“Boyhood,” is a unique movie. At first it does not seem like such an original plot. However, what makes it so unique is that it was filmed over the span of 12 years, with the same cast. Directed by Richard Linklater, “Boyhood,” is about a 6 year old boy named Mason, growing up and coming of age with his family. The audience has the chance to see Mason grow up to age 18. In the years in between, the audience has the chance to experience the good, the bad, and the heartbreak through Mason’s eyes.
The patience of the director isn’t the only impressive part; the cinematography and sound equally contribute to the effect of the film. People say sound and acting is what makes a movie, and sound is especially important in this movie. While Mason is younger, more hard rock and playful songs play to attribute to his youth. For example, 2 minutes into the film, Mason goes out to graffiti an underpass with his friend. As they’re riding out to the overpass, hard rock plays to accompany the nostalgic feeling of being a rambunctious child doing mischievous things.
The music played in any movie, tries to give the audience the feeling of being in a similar situation. Another example is when Mason, his mother, and sister move to Houston, Texas. We’re shown them driving in the car with all of their belongings as the sun goes down, and Mason and his sister squabble over space. At that moment Sheryl Crow’s song, “Soak Up The Sun,” plays, and could potentially tell the viewers that things will get better for their move. If any other song were playing, it might make it seem like their mother had a terrible agenda for the family.
Background music is a conveyer of feelings, but unfiltered sung music counts too. As Mason grew older, a scene with his family singing together on the porch, has an impact. The summer night gives a feeling of being together, with the people you love, and just being able to spend relaxed time with them. “Boyhood,” isn’t a silent film, and music is not the only sound. The voices and tones of the characters translates a lot to the audience as well. The character’s emotional responses tell the viewers how to feel.
Without the emotions of the cast, audiences wouldn’t be able to deduce that the first stepfather is an overly controlling man. The tones of his voice are condescending and rude to Mason’s mom. Later, we find that he is an alcoholic, and physically abusive. One day, when Mason comes home, he find his mom on the garage floor. His mother sounds panicked, and tells him that she’s okay, but he should go inside. Later, during dinner, the stepfather becomes destructive and chucks cups at his kids. The viewers would have no idea what’s going on without the dialogue.
Viewers would most likely think that she fell as she said. In “Boyhood,” there are many scenes with spoken language and music, but there were also many with just ambient noise with actions on screen. In such a dramatic movie, there are many silent scenes used to break news, or to become the central focus of a dramatic scene. For instance, an older Mason is driving with his biological father to the grandparent’s house, to celebrate Mason’s 15th birthday. His father speaks of the old car he owned, and eventually sold.

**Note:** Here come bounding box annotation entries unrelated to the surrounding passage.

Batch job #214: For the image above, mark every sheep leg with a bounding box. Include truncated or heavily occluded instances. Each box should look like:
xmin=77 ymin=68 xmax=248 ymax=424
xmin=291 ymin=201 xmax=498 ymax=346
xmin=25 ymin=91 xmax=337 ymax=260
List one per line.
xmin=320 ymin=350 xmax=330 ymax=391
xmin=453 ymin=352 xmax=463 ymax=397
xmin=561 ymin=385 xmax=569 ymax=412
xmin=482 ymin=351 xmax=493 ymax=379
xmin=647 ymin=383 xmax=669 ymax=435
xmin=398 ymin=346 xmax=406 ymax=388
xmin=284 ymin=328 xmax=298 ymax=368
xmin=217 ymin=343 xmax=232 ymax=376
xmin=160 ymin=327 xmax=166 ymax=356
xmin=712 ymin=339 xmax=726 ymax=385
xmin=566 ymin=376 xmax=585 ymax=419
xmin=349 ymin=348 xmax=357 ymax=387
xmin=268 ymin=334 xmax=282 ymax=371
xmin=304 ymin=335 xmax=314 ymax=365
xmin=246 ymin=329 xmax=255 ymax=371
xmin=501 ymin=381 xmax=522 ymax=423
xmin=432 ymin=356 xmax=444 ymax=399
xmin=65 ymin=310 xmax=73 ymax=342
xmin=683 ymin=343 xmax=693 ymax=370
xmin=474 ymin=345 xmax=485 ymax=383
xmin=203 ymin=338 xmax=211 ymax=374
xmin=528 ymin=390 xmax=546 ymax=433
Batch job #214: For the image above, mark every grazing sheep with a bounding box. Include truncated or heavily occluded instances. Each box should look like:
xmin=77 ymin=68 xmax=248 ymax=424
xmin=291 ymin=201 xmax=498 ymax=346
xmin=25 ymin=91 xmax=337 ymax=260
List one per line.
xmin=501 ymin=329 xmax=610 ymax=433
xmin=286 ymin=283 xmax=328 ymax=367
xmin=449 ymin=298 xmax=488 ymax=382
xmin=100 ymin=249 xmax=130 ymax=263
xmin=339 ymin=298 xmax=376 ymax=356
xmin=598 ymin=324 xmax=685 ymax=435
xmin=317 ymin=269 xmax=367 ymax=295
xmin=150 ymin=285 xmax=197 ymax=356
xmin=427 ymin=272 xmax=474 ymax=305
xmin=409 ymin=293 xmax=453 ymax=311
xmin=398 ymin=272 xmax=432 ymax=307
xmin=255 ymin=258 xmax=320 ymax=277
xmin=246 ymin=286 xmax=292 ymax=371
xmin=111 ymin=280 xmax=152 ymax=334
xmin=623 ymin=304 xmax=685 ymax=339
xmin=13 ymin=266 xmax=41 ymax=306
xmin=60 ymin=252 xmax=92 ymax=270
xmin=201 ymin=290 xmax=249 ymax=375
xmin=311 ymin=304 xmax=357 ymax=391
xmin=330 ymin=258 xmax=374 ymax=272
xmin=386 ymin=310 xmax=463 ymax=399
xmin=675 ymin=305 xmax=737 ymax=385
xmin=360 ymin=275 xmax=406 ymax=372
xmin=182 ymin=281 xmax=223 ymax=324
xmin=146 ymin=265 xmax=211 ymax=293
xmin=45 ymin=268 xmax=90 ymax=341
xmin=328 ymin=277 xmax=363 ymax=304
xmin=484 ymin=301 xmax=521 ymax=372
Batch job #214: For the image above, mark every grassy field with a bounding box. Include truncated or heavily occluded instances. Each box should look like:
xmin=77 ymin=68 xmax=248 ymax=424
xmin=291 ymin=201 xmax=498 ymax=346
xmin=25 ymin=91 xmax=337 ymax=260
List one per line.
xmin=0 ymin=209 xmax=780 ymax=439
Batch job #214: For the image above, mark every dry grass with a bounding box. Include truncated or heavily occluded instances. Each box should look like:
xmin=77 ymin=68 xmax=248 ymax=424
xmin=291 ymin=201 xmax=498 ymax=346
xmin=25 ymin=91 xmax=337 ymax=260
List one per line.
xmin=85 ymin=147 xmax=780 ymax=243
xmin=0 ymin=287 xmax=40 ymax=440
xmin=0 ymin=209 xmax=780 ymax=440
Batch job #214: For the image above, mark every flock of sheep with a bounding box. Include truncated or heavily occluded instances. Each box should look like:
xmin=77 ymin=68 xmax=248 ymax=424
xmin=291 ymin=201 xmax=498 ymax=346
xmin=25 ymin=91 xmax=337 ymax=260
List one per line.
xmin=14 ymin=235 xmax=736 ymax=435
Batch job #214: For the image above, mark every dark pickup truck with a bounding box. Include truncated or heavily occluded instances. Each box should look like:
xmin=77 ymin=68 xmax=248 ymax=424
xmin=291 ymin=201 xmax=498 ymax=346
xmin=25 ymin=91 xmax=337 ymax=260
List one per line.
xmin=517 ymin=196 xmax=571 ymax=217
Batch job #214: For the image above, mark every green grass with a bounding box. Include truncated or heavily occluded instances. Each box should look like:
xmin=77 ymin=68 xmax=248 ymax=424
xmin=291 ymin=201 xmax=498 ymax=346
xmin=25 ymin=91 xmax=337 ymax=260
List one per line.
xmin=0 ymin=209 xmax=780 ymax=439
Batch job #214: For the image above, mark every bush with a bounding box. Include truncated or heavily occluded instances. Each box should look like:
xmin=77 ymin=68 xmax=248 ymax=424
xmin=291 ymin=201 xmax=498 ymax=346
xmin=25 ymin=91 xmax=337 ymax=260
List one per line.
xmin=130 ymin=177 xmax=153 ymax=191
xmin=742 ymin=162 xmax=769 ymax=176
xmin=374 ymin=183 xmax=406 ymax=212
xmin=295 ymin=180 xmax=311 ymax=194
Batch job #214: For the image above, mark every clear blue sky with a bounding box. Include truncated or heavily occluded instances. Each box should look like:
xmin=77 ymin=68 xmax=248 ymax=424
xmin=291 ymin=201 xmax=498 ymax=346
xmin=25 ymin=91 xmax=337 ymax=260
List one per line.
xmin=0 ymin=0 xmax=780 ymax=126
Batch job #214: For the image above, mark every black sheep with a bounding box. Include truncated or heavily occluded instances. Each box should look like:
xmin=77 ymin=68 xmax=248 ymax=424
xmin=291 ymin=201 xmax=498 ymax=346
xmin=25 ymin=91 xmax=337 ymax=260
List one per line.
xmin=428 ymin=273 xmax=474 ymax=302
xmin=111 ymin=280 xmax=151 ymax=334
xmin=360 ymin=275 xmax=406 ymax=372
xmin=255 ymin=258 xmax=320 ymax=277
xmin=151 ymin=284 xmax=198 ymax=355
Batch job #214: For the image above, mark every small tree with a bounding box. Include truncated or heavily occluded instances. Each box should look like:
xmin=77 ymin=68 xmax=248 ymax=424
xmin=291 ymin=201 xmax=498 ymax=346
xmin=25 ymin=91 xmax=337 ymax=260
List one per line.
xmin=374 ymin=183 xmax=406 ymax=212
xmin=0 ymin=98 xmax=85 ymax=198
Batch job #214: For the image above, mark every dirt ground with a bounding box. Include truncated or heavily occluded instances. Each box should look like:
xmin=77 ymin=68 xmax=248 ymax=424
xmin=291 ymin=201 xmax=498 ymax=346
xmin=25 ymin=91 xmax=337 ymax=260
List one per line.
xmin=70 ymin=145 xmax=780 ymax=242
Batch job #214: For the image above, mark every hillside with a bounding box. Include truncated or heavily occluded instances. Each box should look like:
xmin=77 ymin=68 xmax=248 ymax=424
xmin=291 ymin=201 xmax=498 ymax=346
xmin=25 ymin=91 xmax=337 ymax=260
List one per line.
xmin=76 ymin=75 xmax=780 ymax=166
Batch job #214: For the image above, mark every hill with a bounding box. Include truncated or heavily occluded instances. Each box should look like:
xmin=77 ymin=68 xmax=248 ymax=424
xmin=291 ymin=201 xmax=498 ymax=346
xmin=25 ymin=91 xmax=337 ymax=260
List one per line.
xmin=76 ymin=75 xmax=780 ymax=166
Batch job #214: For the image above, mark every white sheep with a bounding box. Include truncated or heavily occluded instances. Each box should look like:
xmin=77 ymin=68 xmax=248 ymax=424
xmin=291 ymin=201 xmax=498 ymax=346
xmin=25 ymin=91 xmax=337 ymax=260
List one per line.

Mason becomes upset and both become silent, since his father had promised that car to him when he was younger. Silences can be used as a transitional effect as well. As they pulled up to Mason’s grandparent’s cabin, the camera shows the elderly couple with their dog, smiling and waving happily. There is no sound at all. This scene emphasizes the visual effects of what the audience is seeing. “Boyhood,” is a movie that is full of small impressions made by sound and visual effects. Through this film’s sound and visuals, it allows audiences to get feel the emotions that the character’s are experiencing.